The remaining two sections are "Calls" and "Anniversary". The "Calls" section is just to keep track of your calls. It's almost like the address book, but specifically for contacts that you call and for logging the time you spend with each one. Not sure about you, but it sounds like it's a feature hardly to be touched by a home user (unless you track your long distance calls this way, perhaps).
I'm not sure why there is a specific section for "Anniversary", but
it's used to keep track of repeating items such as Anniversaries, Birthdays, etc.
Hey, despite all its wonderful features (and in the process of reviewing it, I've come to like it more and more), Organizer doesn't get away without its share of complaints from me! If anyone from Lotus is listening, consider it constructive criticism.
For starters, it's pretty darn "heavy" in terms of computer resources
required. A quick check with Theseus showed it asked for nearly 19MB of memory
and chewed up close to 9MB just sitting around. While ExCal wasn't easily measurable
for me (due to its rather unique design), other than StarOffice (of course), the
rest of the PIM's reserved under 4MB and used only around 1MB. Just to install Organizer
requires you to have at least OS/2 Warp 4 + Fixpack 5. Mind you, that's nothing
compared with what Outlook chews up, but unfortunately, Organizer looks a bit chubby
standing next to real OS/2 applications. All that bulk adds up to the second slowest
time in starting up (again, only StarOffice loses out). Once you ignore the fact
that it looks like a book, the interface otherwise doesn't seem to inhibit you from
getting your task done. There are a few places, which I've mentioned earlier, that
buttons and other controls could certainly be made a lot more obvious. Customizability
is certainly not bad, but it doesn't "feel" very native OS/2 in that it
doesn't allow for drag 'n drop customization. Well, it's true. Using a common codebase
with the WinXX version has advantages and disadvantages.

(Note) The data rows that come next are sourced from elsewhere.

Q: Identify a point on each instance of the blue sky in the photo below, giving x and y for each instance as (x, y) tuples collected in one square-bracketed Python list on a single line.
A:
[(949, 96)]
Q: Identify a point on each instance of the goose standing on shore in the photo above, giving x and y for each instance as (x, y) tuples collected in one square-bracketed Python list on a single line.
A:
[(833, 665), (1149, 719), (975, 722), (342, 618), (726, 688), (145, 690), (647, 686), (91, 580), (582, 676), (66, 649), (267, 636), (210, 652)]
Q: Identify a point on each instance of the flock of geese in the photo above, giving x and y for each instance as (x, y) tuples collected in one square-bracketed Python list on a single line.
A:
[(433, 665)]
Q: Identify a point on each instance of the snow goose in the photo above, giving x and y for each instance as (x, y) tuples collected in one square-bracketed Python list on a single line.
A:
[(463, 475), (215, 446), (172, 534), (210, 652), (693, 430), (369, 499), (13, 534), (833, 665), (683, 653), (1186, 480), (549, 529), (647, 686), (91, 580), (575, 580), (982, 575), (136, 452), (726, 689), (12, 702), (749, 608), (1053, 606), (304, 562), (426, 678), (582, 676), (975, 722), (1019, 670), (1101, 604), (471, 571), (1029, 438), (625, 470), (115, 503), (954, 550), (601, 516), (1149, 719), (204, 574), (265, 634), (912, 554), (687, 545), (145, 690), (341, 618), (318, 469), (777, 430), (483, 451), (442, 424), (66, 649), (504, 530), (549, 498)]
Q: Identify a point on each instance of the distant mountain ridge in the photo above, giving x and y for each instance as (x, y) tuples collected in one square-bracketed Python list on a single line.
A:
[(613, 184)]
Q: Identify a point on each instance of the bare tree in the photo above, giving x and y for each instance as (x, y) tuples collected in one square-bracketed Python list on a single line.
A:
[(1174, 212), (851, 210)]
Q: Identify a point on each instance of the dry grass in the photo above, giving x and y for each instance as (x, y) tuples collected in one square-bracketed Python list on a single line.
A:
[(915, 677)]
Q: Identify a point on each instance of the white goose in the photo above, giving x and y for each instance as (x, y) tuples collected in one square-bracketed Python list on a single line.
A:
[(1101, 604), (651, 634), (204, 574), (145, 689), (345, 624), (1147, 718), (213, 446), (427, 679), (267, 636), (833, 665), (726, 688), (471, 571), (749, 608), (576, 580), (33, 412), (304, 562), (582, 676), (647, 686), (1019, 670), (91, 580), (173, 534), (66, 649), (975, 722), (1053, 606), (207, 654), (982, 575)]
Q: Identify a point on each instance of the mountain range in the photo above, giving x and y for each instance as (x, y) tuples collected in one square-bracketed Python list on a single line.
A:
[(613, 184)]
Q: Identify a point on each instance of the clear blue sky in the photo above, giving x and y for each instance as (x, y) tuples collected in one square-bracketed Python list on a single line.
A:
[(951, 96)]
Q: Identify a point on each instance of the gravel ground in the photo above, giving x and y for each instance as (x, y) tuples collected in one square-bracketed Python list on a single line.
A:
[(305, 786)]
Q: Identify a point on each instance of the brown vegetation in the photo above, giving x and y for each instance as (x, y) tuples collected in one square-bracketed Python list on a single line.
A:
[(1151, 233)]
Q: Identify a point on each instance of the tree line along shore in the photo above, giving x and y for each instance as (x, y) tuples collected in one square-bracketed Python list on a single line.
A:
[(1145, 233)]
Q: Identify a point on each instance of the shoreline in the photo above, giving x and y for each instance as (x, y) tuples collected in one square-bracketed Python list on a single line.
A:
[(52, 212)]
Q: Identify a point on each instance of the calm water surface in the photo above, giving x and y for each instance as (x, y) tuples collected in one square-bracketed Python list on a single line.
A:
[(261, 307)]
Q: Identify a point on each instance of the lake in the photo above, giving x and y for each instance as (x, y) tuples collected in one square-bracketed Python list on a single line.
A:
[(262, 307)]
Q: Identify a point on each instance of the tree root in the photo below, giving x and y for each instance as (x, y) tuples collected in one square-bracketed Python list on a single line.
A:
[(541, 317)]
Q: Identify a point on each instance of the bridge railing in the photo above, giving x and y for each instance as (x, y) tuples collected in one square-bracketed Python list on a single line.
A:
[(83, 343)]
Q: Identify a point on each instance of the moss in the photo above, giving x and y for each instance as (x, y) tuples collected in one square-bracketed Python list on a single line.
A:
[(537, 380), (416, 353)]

Organizer also has its share of missing features. One thing I really miss is
a light-weight process for monitoring tasks and appointments without having to start
up the full program. Mind you, Outlook doesn't have this feature either, but we're
not comparing Windows software! Another strange deficiency seems to be the "Teammail"
feature, which supposedly lets you perform e-mail tasks. It's all in there, but
it doesn't work. It's documented, but doesn't mention why it doesn't work (or if
it should) or if it requires Lotus Notes or anything. It could certainly do with
more documentation, or if it isn't implemented, remove the buttons and menus! (It's
not a big loss for me. As programs are supposed to exchange data properly, I believe
in "best-of-breed" programs rather than giant "all-in-one" types).
Organizer is a full featured PIM which seems targeted towards business users. Unless you really need the features, you may want to think twice about purchasing Lotus Smartsuite just for the PIM. However, Smartsuite itself is a decent value if you have need of a word processor, spreadsheet, database or presentation creator.
If PIM's were cities, IBM Works might be Calgary, but Organizer feels like Tokyo!
That may be a good or bad thing, depending on who you are. Organizer has just got
so many things going on that it is really quite overwhelming at first. Unless
you read carefully through the manual, you'd probably still be discovering new functions
a year from now. One way to alleviate this problem is do what big city dwellers
due. Put your blinders on, focus on your task and ignore extraneous distractions,
because Organizer certainly doesn't stop you from getting things done.
Lotus Organizer by itself is no slouch, it's chock full of features (the Almanac itself is a nice bonus!) and each feature seems to have about 3 ways of accomplishing it! So if you do find yourself needing some of the special features, especially if you run a business, it would be an easily justifiable cost.